Light Bulbs In The News
With the Congressional discussion about the Jan. 1 implementation of the “incandescent light bulb ban”—which prohibits further sales of inefficient 100W bulbs—and the defunding of enforcement of that law, many articles on light bulbs appeared in local and national sources. Including:
- ALA’s take on change: From Star-Tribune (Minneapolis) article “Lights go down on the 100-watt bulb”The light bulb is moving from a 60-cent commodity that you throw into your grocery cart to an investment just like a refrigerator or major appliance,” said Terry McGowan, director of engineering for the American Lighting Association, an industry trade group. “It costs more money and you expect it to do more, and if you move, you might even take it with you.”
- CFLs that smoke or catch fire: From a blog on Injuryboard.com—“CFLs are advertised as real energy savers, they use about one fifth of the power of regular lightbulbs and last anywhere from six to ten times as long. But, according to various news sources, since the U.S. CPSC launched its consumer safety database earlier this year, there have been 34 reports of smoke or a burning odor associated with the CFLs and four reports of fire.”

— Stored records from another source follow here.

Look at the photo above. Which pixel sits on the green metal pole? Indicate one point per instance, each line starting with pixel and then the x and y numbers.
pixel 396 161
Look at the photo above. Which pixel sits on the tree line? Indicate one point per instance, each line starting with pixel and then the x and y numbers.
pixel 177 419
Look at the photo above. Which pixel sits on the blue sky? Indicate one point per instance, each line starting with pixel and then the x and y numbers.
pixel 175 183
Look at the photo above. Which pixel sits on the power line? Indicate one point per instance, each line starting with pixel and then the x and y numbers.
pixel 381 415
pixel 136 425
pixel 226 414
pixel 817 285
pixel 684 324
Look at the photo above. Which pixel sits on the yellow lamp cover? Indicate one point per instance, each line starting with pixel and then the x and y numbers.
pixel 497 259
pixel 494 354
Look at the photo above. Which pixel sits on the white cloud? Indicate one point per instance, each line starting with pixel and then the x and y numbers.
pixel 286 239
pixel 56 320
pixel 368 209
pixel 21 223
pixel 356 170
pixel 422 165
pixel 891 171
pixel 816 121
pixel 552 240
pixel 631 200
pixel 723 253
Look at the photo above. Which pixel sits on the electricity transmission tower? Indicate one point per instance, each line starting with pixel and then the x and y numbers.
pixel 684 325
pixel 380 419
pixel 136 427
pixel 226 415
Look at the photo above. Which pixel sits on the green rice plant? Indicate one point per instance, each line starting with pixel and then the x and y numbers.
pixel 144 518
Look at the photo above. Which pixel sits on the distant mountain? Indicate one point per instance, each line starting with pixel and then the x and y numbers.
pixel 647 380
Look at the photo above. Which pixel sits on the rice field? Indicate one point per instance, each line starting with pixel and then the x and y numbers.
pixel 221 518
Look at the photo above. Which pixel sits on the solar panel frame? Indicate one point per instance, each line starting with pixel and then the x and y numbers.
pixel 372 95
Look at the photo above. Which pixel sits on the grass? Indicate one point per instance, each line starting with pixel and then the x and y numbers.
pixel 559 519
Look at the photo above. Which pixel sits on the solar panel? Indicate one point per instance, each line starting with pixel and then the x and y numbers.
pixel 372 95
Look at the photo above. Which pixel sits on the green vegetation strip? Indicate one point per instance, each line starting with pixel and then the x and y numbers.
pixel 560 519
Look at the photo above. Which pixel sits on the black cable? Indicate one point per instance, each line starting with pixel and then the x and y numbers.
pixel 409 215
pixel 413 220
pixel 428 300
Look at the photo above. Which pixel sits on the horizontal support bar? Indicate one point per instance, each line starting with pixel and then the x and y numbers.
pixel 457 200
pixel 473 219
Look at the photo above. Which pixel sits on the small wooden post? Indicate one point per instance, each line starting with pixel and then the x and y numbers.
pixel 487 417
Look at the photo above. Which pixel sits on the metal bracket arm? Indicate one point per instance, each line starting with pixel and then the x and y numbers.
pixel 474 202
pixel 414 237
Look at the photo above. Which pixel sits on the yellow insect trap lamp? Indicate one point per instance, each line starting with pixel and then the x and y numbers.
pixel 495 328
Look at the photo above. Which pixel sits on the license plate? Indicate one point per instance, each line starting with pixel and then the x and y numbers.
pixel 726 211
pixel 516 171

- Edison’s great-grandson: David Edison Sloane, Thomas Alva Edison’s great-grandson, had some ideas on the ban, as relayed by ConsumerReports.org. Sloane said, “I think there will be entrepreneurs who will move the incandescent back into the market that is energy efficient, if there’s a market for it. The reports of its death are greatly exaggerated.”
- In a longer piece that Sloane wrote was posted to CNN.com. That piece claimed that Edison would’ve loved new light bulb law. NECA chimed in with a recent post on Edison, the light bulb law, and an article on the phase-out of incandescents from Electrical Contractor magazine. By way of contrast, the New York Post had an early-December op-ed piece titled, “Thomas Edison weeps”.